Yesterday was a very long day but a wonderful day nonetheless. I started walking very early because I wanted to visit a lot of important places along the way. For the first half of the day it wasn’t raining but there was an intense and strong wind gusting in all directions! It was blowing into my face and pushing me backwards with its sheer strength. At times, the wind gusts even pushed me from left to right. It was an incredibly difficult walk with the insane wind.
Despite this challenge, I was still determined to visit all the important historical places on the Trail. My first stop was the village of Schoenbrunn. The area had been reconstructed to demonstrate an exact replica of the village. I found a small cemetery nestled inside the village. In the cemetery were two graves of young children from the Nanticoke Lenape Tribe. I was very excited to discover these graves since I have connections with Nanticoke Lenape in New Jersey today.
I walked around the village and then continued to my next stop, a village called Goshen. In this Moravian village, there were not many houses. I found another cemetery and the actual gravesite of Moravian missionary and friend of Lenape, David Zeisberger. Next to the cemetery sat a little tree stump where I sat to pause and reflect on the area, picturing what it once looked like. My mind wandered, imagining the times when life was so incredibly different and more peaceful than we could ever imagine.
I finally got off of my tree stump, paid my respects to David Zeisberger and continued to the next and most devastating historical site of the day, the village of Gnadenhutten and location of the Gnadenhutten massacre where 96 peaceful Lenape Indians were brutally murdered by American militiamen. I found the cemetery and memorial which was located along the river and spent some quiet time reflecting and paying my respects. It was incredibly moving, almost startling, to be standing at the very site where such hostility and violence took place and ruined the lives of Christian, peaceful people.

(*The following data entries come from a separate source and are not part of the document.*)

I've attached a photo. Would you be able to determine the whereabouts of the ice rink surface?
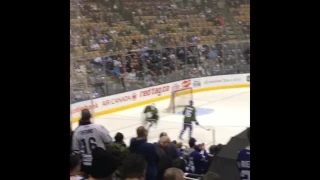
[73,88,250,145]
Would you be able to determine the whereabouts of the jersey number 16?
[81,137,97,154]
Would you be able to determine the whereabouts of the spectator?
[111,132,129,177]
[72,109,112,174]
[70,155,83,180]
[88,147,118,180]
[203,172,220,180]
[157,136,173,180]
[159,132,179,160]
[70,126,73,154]
[163,168,184,180]
[129,126,159,180]
[183,138,197,156]
[187,145,209,174]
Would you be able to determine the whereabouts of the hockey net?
[166,88,193,113]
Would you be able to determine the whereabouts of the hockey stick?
[198,124,211,131]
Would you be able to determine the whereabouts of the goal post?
[166,88,193,113]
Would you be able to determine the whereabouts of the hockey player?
[179,100,199,140]
[237,128,250,180]
[72,109,112,174]
[143,104,159,130]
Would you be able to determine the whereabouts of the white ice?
[73,88,250,145]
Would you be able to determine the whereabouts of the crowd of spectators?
[70,111,222,180]
[70,0,250,180]
[70,0,250,103]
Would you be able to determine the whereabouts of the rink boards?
[70,74,250,123]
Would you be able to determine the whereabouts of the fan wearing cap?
[237,128,250,180]
[179,100,199,140]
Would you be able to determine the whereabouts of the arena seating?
[70,0,250,179]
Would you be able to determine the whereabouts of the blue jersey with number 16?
[237,147,250,180]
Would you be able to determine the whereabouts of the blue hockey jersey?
[237,147,250,180]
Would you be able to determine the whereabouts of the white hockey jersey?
[72,124,112,166]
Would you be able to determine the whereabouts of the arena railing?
[70,41,250,103]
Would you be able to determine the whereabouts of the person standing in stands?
[88,147,118,180]
[129,126,159,180]
[70,155,83,180]
[72,109,112,174]
[111,132,129,178]
[123,154,147,180]
[163,168,184,180]
[156,136,173,180]
[237,128,250,180]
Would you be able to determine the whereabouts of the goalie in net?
[165,88,193,113]
[143,103,159,130]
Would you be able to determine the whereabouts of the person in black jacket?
[157,136,173,180]
[129,126,159,180]
[70,126,73,154]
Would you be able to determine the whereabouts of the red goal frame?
[167,87,193,113]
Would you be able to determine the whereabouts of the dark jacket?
[155,142,179,159]
[129,138,159,180]
[156,144,173,180]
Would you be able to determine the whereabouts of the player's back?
[237,148,250,180]
[183,105,196,122]
[72,124,112,166]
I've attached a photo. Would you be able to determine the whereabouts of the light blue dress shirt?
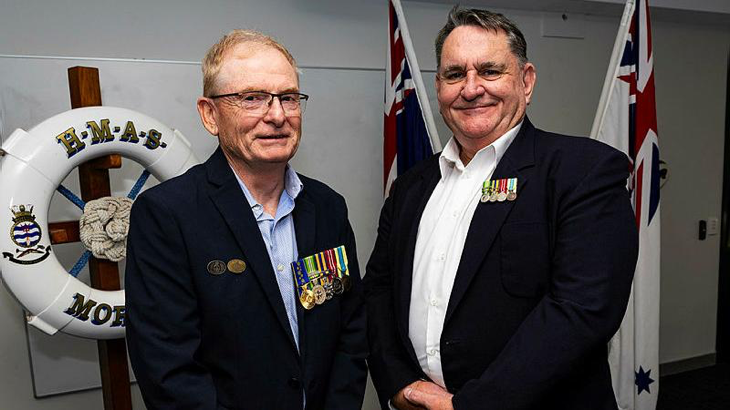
[233,164,303,349]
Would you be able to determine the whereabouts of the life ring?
[0,107,198,339]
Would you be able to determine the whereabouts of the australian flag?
[591,0,660,410]
[383,0,440,196]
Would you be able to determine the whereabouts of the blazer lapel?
[205,147,296,349]
[444,117,535,325]
[293,190,316,360]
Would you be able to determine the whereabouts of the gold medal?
[299,289,315,310]
[312,285,327,305]
[208,259,226,275]
[228,259,246,273]
[332,277,344,295]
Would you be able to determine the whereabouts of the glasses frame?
[208,90,309,116]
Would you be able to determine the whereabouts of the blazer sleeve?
[325,200,368,410]
[125,191,217,409]
[364,181,423,410]
[453,150,638,410]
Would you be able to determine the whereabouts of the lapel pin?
[208,259,226,275]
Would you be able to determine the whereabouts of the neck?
[226,154,286,216]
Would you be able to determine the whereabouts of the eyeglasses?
[208,91,309,117]
[437,68,506,84]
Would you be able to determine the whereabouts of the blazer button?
[287,377,302,390]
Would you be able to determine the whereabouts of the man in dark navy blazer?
[125,30,367,410]
[364,7,638,410]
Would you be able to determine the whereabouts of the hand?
[399,381,454,410]
[390,380,426,410]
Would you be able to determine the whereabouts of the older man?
[126,30,367,410]
[365,7,637,410]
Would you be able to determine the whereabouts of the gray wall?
[0,0,730,410]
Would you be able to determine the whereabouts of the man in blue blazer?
[125,30,367,410]
[364,7,638,410]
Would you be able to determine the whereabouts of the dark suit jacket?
[364,119,638,410]
[125,148,367,410]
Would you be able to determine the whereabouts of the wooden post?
[67,67,132,410]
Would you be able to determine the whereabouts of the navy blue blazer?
[364,119,638,410]
[125,148,367,410]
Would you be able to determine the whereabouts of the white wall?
[0,0,730,410]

With a bit of sadness in my heart, I took off towards Newcomerstown. By 3pm, I found a little tavern in Tuscarawas called the Canal House. It was owned by a friendly gentleman named John. He made me a beautiful, bountiful and delicious lunch and listened to my stories from the Trail. After I finished eating, John told me lunch was on the house. I was incredibly grateful, but his kindness did not stop there. Turns out he had a connection with the Hampton Inn in Newcomerstown and he called to set up a room for the night for me on his tab! I was so thankful for his generosity and kindness and truly moved by his good heart. I was literally speechless!
Overall it was a very physically and emotionally draining day. It was full of different feelings. It still saddens me that the Christian Lenape just wanted to live in harmony and peace yet were consistently attacked or pushed outwards to the west. I’m thankful for John at the Canal House for his kindheartedness. I was able to end my wonderful yet draining day on a high note.